GSK receives £5m funding from Wellcome Trust

Published: 7-May-2013

To fund open innovation research into diseases affecting the developing world


UK pharmaceutical firm GlaxoSmithKline (GSK) has received a cash injection of £5m from the Wellcome Trust to help advance some of its early stage projects focused on finding new treatments for diseases affecting the developing world.

The Wellcome Trust’s funding will support GSK’s open approach to discovering and developing urgently needed new treatments for these regions.

The funding will push early-stage research into treatments for diseases such as TB, malaria, Leishmaniasis and sleeping sickness to the next level, as scientists from around the world will work alongside GSK’s drug discovery experts at its Open Lab facility in Tres Cantos, Madrid, Spain, with the aim of developing two high-quality experimental drugs over the next five years.
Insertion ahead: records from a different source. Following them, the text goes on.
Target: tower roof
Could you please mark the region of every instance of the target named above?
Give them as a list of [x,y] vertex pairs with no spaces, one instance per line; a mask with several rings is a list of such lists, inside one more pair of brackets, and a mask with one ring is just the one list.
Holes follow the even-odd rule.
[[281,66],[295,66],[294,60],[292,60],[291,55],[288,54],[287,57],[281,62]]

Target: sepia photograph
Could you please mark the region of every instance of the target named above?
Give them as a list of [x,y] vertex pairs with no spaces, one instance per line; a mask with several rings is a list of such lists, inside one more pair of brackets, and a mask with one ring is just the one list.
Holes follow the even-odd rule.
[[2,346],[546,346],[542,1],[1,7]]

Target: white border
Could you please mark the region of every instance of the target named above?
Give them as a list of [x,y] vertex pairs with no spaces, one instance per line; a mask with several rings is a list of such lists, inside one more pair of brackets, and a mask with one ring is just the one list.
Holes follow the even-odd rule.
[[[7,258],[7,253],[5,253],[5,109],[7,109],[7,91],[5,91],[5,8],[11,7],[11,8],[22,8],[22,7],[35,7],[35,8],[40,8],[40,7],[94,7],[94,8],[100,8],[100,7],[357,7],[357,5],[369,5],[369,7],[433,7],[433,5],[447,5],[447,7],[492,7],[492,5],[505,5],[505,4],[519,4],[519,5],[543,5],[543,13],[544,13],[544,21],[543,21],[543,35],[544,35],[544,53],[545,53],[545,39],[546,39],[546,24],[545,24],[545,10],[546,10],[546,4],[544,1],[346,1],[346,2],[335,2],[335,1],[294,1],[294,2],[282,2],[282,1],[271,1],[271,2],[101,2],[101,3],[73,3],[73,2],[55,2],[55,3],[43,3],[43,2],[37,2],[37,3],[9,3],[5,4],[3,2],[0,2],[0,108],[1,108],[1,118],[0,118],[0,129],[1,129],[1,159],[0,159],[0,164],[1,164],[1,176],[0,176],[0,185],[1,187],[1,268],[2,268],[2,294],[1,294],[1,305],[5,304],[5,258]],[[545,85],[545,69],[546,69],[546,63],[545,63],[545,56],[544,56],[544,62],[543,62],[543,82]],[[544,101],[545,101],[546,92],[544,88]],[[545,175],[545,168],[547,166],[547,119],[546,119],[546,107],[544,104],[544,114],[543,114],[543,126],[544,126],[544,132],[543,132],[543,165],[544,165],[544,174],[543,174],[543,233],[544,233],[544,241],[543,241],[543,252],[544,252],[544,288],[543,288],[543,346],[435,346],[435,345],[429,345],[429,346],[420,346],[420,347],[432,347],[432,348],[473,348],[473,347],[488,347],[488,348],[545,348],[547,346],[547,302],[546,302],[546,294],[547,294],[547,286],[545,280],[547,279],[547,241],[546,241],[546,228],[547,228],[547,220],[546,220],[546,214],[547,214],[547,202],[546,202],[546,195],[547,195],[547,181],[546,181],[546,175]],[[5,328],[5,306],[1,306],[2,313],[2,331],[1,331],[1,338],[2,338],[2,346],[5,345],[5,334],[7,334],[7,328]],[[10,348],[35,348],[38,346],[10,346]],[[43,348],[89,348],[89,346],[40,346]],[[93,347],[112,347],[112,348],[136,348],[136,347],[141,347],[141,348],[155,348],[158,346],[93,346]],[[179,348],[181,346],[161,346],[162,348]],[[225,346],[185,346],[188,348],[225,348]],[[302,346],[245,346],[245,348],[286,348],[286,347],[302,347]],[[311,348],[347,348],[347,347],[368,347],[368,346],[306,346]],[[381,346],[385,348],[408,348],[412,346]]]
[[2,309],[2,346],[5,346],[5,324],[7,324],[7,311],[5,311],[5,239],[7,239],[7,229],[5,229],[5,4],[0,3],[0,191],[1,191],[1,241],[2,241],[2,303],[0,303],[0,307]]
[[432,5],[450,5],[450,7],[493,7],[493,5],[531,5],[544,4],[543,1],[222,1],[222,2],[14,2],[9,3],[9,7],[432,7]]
Taking a more collaborative approach, as GSK has through its Open Lab, will see these advances reap the full benefit of the industry's commercial expertise

‘Academic researchers are making incredible progress in our understanding of neglected diseases yet we've still got a bottleneck when it comes to the development of new drugs,’ said Richard Seabrook, Head of Business Development at the Wellcome Trust.

‘Taking a more collaborative approach, as GSK has through its Open Lab, will see these advances reap the full benefit of the industry's commercial expertise to give us the best chance of securing new treatments for these devastating diseases.’

‘This support highlights a growing recognition that collaborative and open research is the key to tackling these devastating diseases,’ said Nick Cammack, Head of GSK's Tres Cantos Medicines Development Campus, which houses the Open Lab.

Most early-stage research collaborations currently underway at the Open Lab are funded by the Tres Cantos Open Lab Foundation, an independent charity established by GSK in 2010 with £5m seed funding.

GSK doubled this funding to £10m last year, and it is hoped that with this, and other donations, a sustainable flow of around 10 high-quality early stage drug discovery projects will be maintained at the Open Lab in the coming years.

At present there are 12 active projects in the GSK Open Lab portfolio, investigating new treatments for diseases of the developing world including malaria and TB, as well as some of the more traditionally ‘neglected’ diseases.